Female Zucker Rats: Acute Treatment

The following experiment was performed to see whether chronic treatment (such as by osmotic pump) is necessary to observe the anti-diabetic effects of the non-sedating α2 agonist compositions.
Female Zucker fatty rats were fed the high fat diet for 3 to 4 weeks to raise their blood glucose levels above 300 mg/dl. The animals were then fasted overnight. The following morning blood glucose was measured; this baseline point was called 0 hr. Animals were then treated with vehicle (60% PEG 300 in water) or a single injection of a non-sedating α2 agonist composition (Compound 1, Compound 2 andCompound 3, respectively) in the vehicle (300 μg/kg) using intraperitoneal (IP) injection.

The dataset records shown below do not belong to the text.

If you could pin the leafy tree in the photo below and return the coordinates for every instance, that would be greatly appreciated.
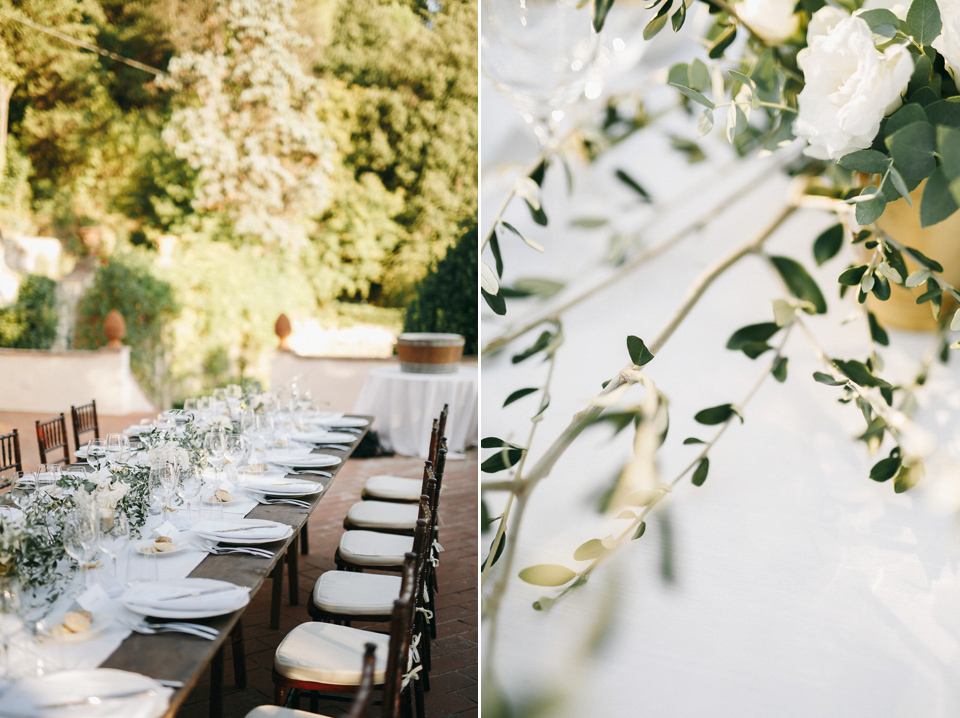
(251, 131)
(31, 321)
(127, 283)
(403, 107)
(446, 299)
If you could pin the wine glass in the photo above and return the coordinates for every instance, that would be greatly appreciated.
(96, 453)
(81, 540)
(114, 448)
(538, 54)
(114, 535)
(215, 444)
(10, 620)
(23, 489)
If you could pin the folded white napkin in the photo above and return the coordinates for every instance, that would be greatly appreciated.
(252, 529)
(186, 595)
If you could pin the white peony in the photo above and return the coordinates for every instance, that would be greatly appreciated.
(948, 42)
(849, 87)
(773, 20)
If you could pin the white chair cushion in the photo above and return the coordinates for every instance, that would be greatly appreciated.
(328, 653)
(362, 594)
(370, 548)
(393, 487)
(278, 712)
(383, 515)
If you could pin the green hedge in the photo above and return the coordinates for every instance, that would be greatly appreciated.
(31, 321)
(127, 283)
(446, 299)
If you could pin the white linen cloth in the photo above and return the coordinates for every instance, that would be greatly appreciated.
(405, 405)
(802, 588)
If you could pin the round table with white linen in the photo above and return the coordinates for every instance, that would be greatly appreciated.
(405, 405)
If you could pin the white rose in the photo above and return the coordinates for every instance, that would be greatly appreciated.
(824, 20)
(849, 87)
(773, 20)
(948, 42)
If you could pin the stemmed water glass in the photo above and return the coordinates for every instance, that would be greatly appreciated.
(96, 453)
(117, 447)
(215, 444)
(114, 535)
(538, 54)
(81, 539)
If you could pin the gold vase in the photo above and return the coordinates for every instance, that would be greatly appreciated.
(940, 242)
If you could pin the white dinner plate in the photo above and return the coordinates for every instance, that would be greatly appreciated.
(354, 422)
(311, 461)
(222, 531)
(141, 548)
(201, 598)
(284, 486)
(325, 437)
(28, 696)
(291, 453)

Blood glucose was measured at 1, 3 and 5 hrs after IP injection.
FIG. 12A shows a time course of changes in blood glucose levels in Zucker rats following injection of 300 μg/kg Compound 3. FIG. 12B shows a time course of changes in blood glucose levels following injection of 300 μg/kg Compound 1. FIG. 12C shows a time course of changes in blood glucose levels following injection of 300 μg/kg Compound 2.
In all cases injection of the non-sedating α2 agonist composition resulted in a significant decrease in blood glucose levels relative to the vehicle only control animals.
While this invention has been described with respect to various specific examples and embodiments, it is to be understood that the invention is not limited thereto and that it can be variously practiced within the scope of the following claims.

Claims

1. A method of treating at least one symptom of diabetes in a mammal, the method comprising the step of administering to the mammal a therapeutically effective amount of an α2 agonist composition

2. The method of claim 1 wherein the symptom comprises hyperglycemia.

3. The method of claim 1 wherein the symptom comprises hypertriglyceridemia.

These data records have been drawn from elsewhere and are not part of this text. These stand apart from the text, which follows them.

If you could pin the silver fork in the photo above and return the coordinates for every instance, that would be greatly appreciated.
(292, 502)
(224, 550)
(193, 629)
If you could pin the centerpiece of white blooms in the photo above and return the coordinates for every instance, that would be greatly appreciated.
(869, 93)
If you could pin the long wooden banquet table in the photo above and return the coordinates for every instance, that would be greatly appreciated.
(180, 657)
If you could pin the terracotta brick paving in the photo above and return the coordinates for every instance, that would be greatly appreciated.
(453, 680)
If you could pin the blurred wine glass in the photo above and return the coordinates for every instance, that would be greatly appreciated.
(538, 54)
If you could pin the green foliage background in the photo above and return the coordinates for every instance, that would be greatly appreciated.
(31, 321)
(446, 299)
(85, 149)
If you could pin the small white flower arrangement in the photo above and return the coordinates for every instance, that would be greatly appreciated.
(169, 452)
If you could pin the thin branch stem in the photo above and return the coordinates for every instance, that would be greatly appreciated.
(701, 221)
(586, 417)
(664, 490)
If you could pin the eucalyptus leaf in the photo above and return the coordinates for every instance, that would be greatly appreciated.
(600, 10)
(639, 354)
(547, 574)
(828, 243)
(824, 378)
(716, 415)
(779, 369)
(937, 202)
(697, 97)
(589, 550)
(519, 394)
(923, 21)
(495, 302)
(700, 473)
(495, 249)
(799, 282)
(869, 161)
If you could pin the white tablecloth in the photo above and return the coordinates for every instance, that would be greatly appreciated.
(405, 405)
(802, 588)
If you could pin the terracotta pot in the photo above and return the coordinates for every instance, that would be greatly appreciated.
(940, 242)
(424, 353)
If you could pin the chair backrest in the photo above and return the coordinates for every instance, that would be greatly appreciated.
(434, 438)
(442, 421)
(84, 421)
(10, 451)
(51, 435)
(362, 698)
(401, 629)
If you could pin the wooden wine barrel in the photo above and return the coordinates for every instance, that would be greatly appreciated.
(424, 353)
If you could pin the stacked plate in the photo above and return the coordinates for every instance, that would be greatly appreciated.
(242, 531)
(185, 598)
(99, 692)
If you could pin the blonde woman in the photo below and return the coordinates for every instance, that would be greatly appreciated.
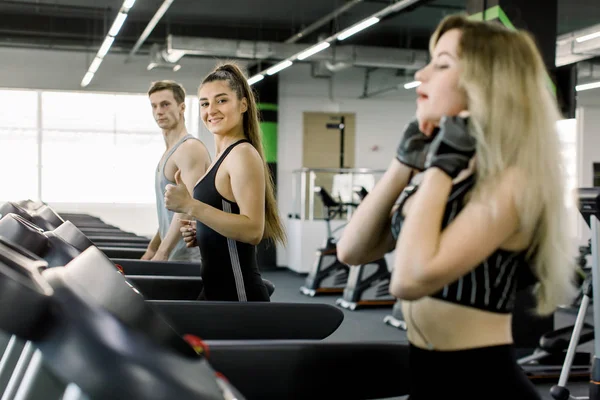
(481, 207)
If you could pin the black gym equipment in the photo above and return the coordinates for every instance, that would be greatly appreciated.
(589, 207)
(210, 320)
(95, 335)
(368, 284)
(329, 275)
(396, 319)
(100, 341)
(115, 243)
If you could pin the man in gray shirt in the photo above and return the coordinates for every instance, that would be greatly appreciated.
(183, 152)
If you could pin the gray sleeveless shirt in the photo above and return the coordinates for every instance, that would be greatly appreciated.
(165, 216)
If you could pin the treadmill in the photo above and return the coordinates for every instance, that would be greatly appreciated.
(112, 240)
(88, 337)
(262, 320)
(589, 208)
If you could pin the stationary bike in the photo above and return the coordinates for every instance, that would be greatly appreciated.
(368, 284)
(328, 275)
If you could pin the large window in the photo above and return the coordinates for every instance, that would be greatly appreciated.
(567, 131)
(94, 147)
(18, 145)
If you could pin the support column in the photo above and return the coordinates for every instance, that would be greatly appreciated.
(267, 96)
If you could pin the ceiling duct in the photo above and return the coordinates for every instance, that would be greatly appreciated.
(351, 55)
(160, 59)
(579, 45)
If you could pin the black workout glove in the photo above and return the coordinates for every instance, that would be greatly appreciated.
(452, 148)
(413, 146)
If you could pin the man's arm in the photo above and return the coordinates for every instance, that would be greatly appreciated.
(152, 247)
(192, 159)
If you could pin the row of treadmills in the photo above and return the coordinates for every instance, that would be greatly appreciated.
(79, 320)
(83, 318)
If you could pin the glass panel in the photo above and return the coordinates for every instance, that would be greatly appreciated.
(18, 109)
(18, 161)
(133, 113)
(75, 111)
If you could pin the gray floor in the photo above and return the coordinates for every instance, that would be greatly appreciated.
(367, 324)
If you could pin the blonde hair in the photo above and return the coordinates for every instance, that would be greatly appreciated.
(237, 81)
(514, 118)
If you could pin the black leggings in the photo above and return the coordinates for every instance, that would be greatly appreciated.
(489, 373)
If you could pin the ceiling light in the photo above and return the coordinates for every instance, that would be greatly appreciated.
(282, 65)
(411, 85)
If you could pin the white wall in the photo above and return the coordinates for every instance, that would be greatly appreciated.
(379, 121)
(588, 119)
(64, 70)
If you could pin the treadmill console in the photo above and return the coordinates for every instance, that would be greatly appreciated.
(589, 203)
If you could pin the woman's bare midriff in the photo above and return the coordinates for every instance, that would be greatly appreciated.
(448, 326)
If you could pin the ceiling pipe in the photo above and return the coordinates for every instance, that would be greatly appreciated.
(150, 27)
(319, 23)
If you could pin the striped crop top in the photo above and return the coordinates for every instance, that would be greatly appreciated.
(490, 286)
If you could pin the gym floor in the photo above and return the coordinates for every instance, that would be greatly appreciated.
(367, 324)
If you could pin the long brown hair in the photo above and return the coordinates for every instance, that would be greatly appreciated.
(237, 81)
(514, 118)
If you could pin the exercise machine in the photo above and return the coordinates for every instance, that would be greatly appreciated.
(111, 240)
(328, 275)
(267, 320)
(589, 207)
(396, 319)
(93, 336)
(368, 284)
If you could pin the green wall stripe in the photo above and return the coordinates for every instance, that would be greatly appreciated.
(267, 106)
(269, 139)
(497, 12)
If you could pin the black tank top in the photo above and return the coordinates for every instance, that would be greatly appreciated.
(229, 268)
(493, 284)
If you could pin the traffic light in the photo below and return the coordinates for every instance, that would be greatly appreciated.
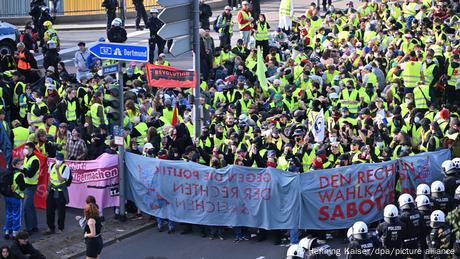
(113, 105)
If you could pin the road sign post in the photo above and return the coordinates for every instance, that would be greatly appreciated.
(178, 17)
(121, 52)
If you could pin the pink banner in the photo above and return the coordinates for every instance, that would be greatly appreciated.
(94, 177)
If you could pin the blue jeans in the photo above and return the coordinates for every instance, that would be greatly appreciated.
(30, 215)
(294, 236)
(13, 214)
(171, 224)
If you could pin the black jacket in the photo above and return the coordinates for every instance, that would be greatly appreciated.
(20, 251)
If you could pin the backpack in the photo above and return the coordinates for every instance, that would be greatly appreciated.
(215, 24)
(6, 182)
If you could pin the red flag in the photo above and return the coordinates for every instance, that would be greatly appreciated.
(174, 119)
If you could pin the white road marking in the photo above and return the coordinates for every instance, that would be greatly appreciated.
(73, 49)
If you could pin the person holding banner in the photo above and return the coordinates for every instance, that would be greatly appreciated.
(31, 172)
(57, 194)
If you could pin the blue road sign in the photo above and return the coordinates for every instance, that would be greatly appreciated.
(111, 69)
(119, 51)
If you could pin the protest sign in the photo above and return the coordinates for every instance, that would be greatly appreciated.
(169, 77)
(337, 198)
(192, 193)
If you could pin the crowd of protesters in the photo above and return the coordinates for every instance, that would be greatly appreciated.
(385, 75)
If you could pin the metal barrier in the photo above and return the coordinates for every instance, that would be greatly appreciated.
(21, 8)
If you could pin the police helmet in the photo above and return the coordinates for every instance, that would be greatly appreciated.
(423, 189)
(437, 186)
(456, 162)
(437, 218)
(405, 200)
(390, 212)
(47, 24)
(360, 230)
(423, 202)
(350, 233)
(457, 193)
(117, 22)
(448, 167)
(295, 251)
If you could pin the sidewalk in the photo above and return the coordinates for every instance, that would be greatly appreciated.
(72, 245)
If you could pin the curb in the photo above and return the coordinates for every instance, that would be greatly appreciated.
(115, 239)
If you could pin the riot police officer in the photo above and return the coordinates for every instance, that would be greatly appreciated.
(117, 33)
(440, 199)
(362, 245)
(391, 231)
(295, 252)
(440, 236)
(316, 249)
(424, 189)
(425, 209)
(453, 220)
(452, 179)
(154, 25)
(413, 221)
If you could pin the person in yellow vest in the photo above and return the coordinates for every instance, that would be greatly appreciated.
(245, 20)
(412, 72)
(57, 194)
(14, 199)
(97, 112)
(31, 172)
(225, 27)
(261, 34)
(453, 79)
(38, 110)
(49, 127)
(20, 134)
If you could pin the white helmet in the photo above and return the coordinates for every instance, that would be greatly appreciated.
(360, 230)
(307, 242)
(448, 167)
(117, 22)
(423, 201)
(456, 162)
(437, 186)
(457, 193)
(437, 218)
(390, 211)
(423, 189)
(405, 200)
(295, 250)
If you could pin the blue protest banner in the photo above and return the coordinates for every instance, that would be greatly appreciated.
(272, 199)
(421, 168)
(233, 196)
(337, 198)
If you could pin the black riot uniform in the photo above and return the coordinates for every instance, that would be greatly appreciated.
(415, 227)
(363, 248)
(392, 235)
(439, 239)
(155, 40)
(441, 202)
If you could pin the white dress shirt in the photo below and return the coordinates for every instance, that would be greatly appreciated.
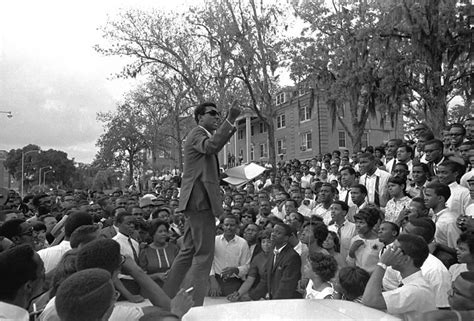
(447, 233)
(434, 272)
(412, 299)
(233, 253)
(13, 312)
(459, 200)
(370, 181)
(52, 255)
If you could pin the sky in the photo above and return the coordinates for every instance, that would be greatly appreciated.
(51, 78)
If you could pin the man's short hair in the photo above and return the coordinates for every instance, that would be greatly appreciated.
(83, 235)
(394, 227)
(286, 227)
(120, 217)
(438, 143)
(370, 215)
(343, 205)
(361, 188)
(85, 295)
(17, 266)
(76, 219)
(440, 189)
(201, 109)
(11, 228)
(423, 227)
(103, 253)
(415, 247)
(353, 280)
(349, 169)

4. The method of claim 1 wherein the symptom comprises increased levels of blood insulin.

5. The method of claim 1 wherein the symptom comprises hyperlipidemia,

6. The method of claim 1 wherein the α2 agonist composition comprises an α2 agonist lacking significant α1 activity.

7. The method of claim 6 wherein the α2 agonist is an α2 pan-agonist.

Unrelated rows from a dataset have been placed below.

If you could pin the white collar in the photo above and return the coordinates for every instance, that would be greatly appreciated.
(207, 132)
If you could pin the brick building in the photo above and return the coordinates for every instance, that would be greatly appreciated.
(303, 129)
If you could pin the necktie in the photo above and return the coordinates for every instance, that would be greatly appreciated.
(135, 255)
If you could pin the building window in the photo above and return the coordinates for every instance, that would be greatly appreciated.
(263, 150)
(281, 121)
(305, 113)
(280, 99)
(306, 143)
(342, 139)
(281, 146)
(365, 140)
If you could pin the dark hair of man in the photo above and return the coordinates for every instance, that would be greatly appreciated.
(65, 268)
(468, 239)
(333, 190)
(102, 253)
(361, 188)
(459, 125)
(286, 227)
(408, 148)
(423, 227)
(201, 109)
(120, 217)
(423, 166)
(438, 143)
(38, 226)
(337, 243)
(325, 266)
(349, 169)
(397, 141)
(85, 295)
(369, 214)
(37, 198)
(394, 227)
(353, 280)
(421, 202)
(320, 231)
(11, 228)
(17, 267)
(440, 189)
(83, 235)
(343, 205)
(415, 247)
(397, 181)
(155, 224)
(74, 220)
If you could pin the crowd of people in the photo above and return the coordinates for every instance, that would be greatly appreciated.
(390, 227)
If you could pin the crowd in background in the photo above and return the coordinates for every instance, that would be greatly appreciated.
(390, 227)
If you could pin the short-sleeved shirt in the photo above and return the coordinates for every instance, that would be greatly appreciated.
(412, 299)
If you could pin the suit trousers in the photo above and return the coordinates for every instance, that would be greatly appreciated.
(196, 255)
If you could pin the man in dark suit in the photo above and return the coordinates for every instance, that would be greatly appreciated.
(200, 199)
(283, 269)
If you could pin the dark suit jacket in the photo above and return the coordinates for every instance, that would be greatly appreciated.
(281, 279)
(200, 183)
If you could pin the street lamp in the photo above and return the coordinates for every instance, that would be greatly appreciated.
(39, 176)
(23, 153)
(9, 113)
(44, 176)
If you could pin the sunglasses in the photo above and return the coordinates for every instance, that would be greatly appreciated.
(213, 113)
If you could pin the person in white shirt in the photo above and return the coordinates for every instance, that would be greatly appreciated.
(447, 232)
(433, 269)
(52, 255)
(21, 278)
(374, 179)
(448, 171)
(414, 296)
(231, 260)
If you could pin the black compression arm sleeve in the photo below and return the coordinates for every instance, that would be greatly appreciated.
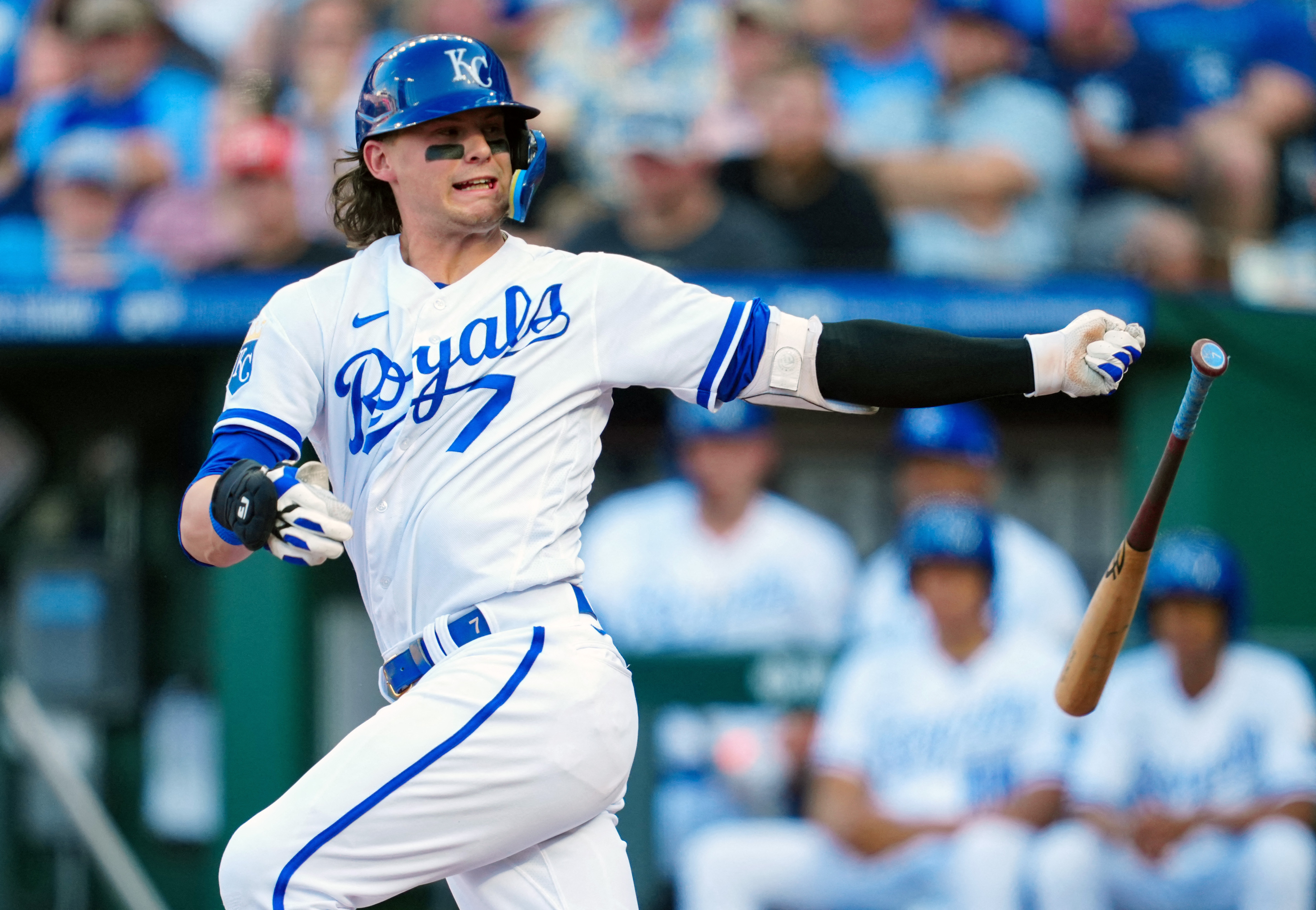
(868, 361)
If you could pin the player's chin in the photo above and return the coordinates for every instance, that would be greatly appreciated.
(486, 213)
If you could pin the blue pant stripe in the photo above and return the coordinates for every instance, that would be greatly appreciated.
(281, 887)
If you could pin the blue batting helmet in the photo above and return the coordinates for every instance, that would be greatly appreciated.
(437, 75)
(952, 431)
(1198, 564)
(945, 531)
(738, 418)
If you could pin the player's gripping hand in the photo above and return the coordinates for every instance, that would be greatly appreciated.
(285, 508)
(1087, 357)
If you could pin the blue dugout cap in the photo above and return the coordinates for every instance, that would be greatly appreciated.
(1027, 16)
(1198, 563)
(952, 431)
(687, 422)
(948, 531)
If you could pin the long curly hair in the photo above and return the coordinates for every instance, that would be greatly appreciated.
(364, 206)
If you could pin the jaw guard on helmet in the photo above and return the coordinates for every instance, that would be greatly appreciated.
(530, 164)
(437, 75)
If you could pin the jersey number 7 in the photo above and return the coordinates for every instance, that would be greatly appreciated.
(502, 386)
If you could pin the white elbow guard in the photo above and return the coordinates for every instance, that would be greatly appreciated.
(788, 376)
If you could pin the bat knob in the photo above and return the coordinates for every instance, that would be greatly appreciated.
(1210, 359)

8. The method of claim 7 wherein the α2 pan-agonist is the sole active agent in the non-sedating α2 agonist composition.

9. The method of claim 6 wherein the α2 agonist lacks significant α2A activity.

10. The method of claim 1 wherein the α2 agonist compositioncomprises an α2 agonist lacking significant α2A activity.

11. The method of claim 10 wherein the α2 agonist is an α2B selective agonist.

12. The method of claim 1 wherein the α2 agonist composition is non-sedating.

13. The method of claim 11 wherein the α2 agonist comprises Compound 2.

14. The method of claim 11 wherein the α2 agonist comprises Compound 3.

15. The method of claim 1 wherein the α2 agonist composition comprises an α2 pan-agonist.

16. The method of claim 11 wherein the α2 pan-agonist comprises Compound 4.

17. The method of claim 1 wherein the α2 agonist composition comprises an α1 antagonist.

18. The method of claim 1 wherein the α2 agonist composition comprises an alpha 2A antagonist.

19. The method of claim 1 wherein the α2 agonist composition is administered by injection.

20. The method of claim 1 wherein the α2 agonist composition is administered orally.

21. The method of claim 1 wherein the α2 agonist composition isadministered by means of a pump.

22. The method of claim 1 wherein the α2 agonist composition is administered by means of a transdermal patch.